Altro che crisi
Premessa: se considerate volgare parlare di soldi non leggete!
Quando ho letto che un’azienda pubblica paga unmilionedieurocirca una sua collaboratrice per pochi giorni di lavoro mi sono indignata. L’azienda in questione ha confermato la cifra (unmilionedieurocirca) ma ha specificato che in essa sono compresi i compensi per i collaboratori della collaboratrice ed ogni altra spesa che la riguardi. Considerando quanto costa dormire a SanRemo in questo periodo e lo smalto per le unghie dei piedi e pranzi e cene e il parrucco e le telefonate alla figlia lontana e i caffè per sopportare la fatica (che fatica!) ho deciso che trattasi di stipendio adeguato, ci sta tutto.

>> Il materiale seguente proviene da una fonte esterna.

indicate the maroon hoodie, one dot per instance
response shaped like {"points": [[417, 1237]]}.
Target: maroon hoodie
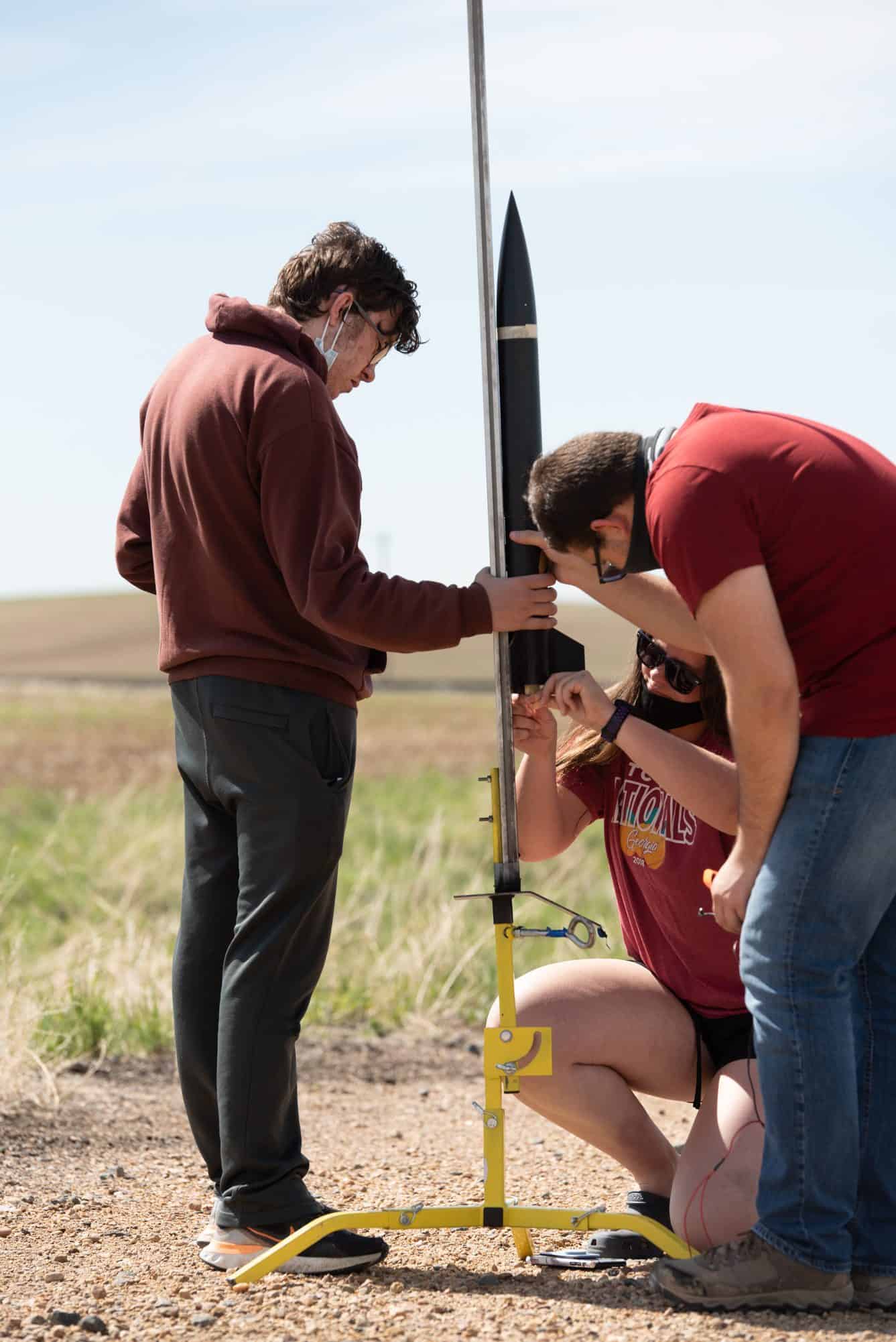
{"points": [[243, 515]]}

Una mia amica lavora in una famosissima trasmissione d’inchiesta, premiata e citata da tutti come modello di televisione intelligente. La tua amica fa l’autore, direte voi. Vi sbagliate, la mia amica deve lavorare a sue spese, anticipando costi rilevanti, per poi essere pagata in base ai servizi che vanno in onda perché l’azienda pubblica in questione non ha i soldi per assumere i suoi collaboratori.